While Augusta Prep’s girls delivered a breakthrough, Westminster’s boys returned to prominence after not winning state titles since 2004 and ’06.
“This group of guys really came together and at the end of it all I felt like we were the best team,” said Wildcats coach Mike Freace. “Maybe not the most talented overall, but the best team that played together.”
Westminster (17-2) was blessed with four senior starters including assist leader Michael Montesclaros and top scorer Joe Coleman, who netted both goals in the championship. But Freace, too, had a heavy dose of young talent including four freshmen and one eighth grader starting.
“We’ve definitely set a good foundation for the future with those guys,” Freace said. “We’ll be competitive for a number of years, which is nice.”
Winning a title only raises future expectations. “It adds pressure,” Freace said.
The significance of Augusta teams winning the girls and boys titles in the same year against a Macon powerhouse in its own backyard is huge. Stratford’s girls (14) and boys (11) have collected 25 combined state titles since 1990. Its Macon rival, Mount de Sales, has eight of its own since 1991.
Norton and Freace – who both coach in the Augusta Arsenal Soccer Club – believe that Augusta doesn’t take a back seat to Macon. With Greenbrier boys reaching the GHSA Class AAAAA semifinals and recent state titles at Aquinas and Richmond Academy, the local soccer scene is healthy.
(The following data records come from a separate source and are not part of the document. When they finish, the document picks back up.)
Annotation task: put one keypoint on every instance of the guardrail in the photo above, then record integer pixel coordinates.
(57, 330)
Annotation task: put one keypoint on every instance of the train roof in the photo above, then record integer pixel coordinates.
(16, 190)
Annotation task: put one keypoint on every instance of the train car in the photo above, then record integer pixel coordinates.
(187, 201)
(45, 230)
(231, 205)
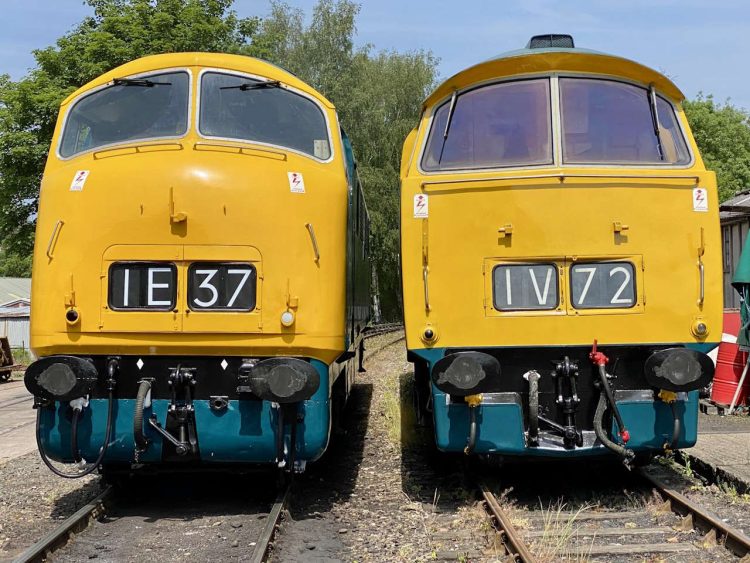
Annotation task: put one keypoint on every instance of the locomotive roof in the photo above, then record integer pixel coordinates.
(531, 61)
(221, 61)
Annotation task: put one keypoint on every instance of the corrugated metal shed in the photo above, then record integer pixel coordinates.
(735, 224)
(13, 289)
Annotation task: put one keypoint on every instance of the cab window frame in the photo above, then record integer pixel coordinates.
(240, 74)
(560, 132)
(553, 149)
(428, 119)
(128, 142)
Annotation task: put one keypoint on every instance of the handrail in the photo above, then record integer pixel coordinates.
(53, 238)
(314, 241)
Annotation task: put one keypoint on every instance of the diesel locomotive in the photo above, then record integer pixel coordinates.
(561, 258)
(201, 275)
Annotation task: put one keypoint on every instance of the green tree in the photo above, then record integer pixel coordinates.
(378, 96)
(117, 32)
(722, 133)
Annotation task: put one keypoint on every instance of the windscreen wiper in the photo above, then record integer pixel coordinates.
(655, 119)
(245, 86)
(451, 110)
(138, 82)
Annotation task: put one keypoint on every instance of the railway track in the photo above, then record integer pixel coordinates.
(100, 507)
(74, 524)
(384, 328)
(678, 529)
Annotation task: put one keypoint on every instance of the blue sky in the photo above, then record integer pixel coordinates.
(703, 46)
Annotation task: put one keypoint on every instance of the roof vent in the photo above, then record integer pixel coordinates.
(551, 41)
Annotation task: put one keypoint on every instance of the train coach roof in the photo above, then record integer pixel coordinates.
(530, 61)
(239, 63)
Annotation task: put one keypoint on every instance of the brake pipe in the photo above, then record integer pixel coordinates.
(600, 360)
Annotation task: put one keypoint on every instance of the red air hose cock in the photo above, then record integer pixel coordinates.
(598, 358)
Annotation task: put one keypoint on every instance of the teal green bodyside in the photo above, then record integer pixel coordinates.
(500, 427)
(244, 432)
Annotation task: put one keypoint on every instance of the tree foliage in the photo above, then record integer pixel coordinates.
(117, 32)
(378, 96)
(722, 133)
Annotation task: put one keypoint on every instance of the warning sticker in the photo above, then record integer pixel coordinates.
(420, 206)
(296, 183)
(700, 199)
(79, 180)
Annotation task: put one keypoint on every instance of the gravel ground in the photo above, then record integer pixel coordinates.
(33, 501)
(381, 493)
(182, 517)
(562, 500)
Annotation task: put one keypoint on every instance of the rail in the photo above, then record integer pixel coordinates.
(693, 517)
(265, 543)
(60, 535)
(514, 544)
(733, 539)
(375, 330)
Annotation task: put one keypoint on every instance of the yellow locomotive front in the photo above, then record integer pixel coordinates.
(199, 264)
(561, 257)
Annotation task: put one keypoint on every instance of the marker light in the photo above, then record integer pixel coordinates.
(287, 318)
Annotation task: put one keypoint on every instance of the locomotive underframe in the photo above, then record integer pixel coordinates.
(503, 414)
(210, 411)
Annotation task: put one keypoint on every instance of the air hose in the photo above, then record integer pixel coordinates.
(141, 442)
(74, 444)
(473, 402)
(676, 428)
(472, 431)
(74, 435)
(111, 369)
(626, 454)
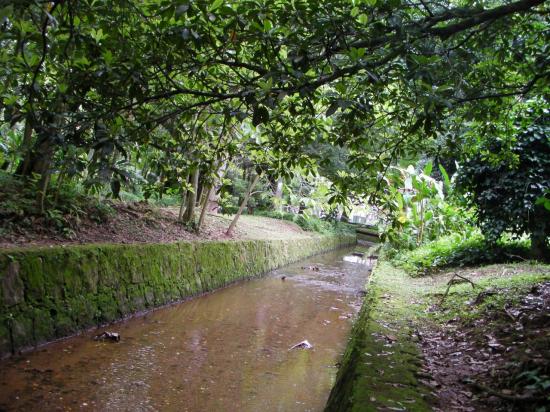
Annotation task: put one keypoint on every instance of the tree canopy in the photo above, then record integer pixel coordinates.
(98, 84)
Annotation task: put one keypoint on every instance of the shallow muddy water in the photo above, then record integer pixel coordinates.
(226, 351)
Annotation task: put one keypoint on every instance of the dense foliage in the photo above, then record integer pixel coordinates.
(160, 98)
(506, 192)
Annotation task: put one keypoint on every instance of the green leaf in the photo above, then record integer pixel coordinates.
(428, 168)
(260, 115)
(332, 109)
(215, 5)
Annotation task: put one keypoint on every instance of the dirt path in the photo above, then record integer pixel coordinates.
(418, 347)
“The difference in the two (areas) is it seems like the public high schools in this area are so highly thought of that a lot of the soccer players go to those schools as well as private schools,” Norton said. “In Macon I’m under the impression that a lot of the top players go to private schools and they’re much larger.”
Freace agreed: “Top to bottom we probably have more talent in the CSRA, it’s just more spread out.”
This season may signal a historic shift, with all the private soccer championship power concentrated in Augusta.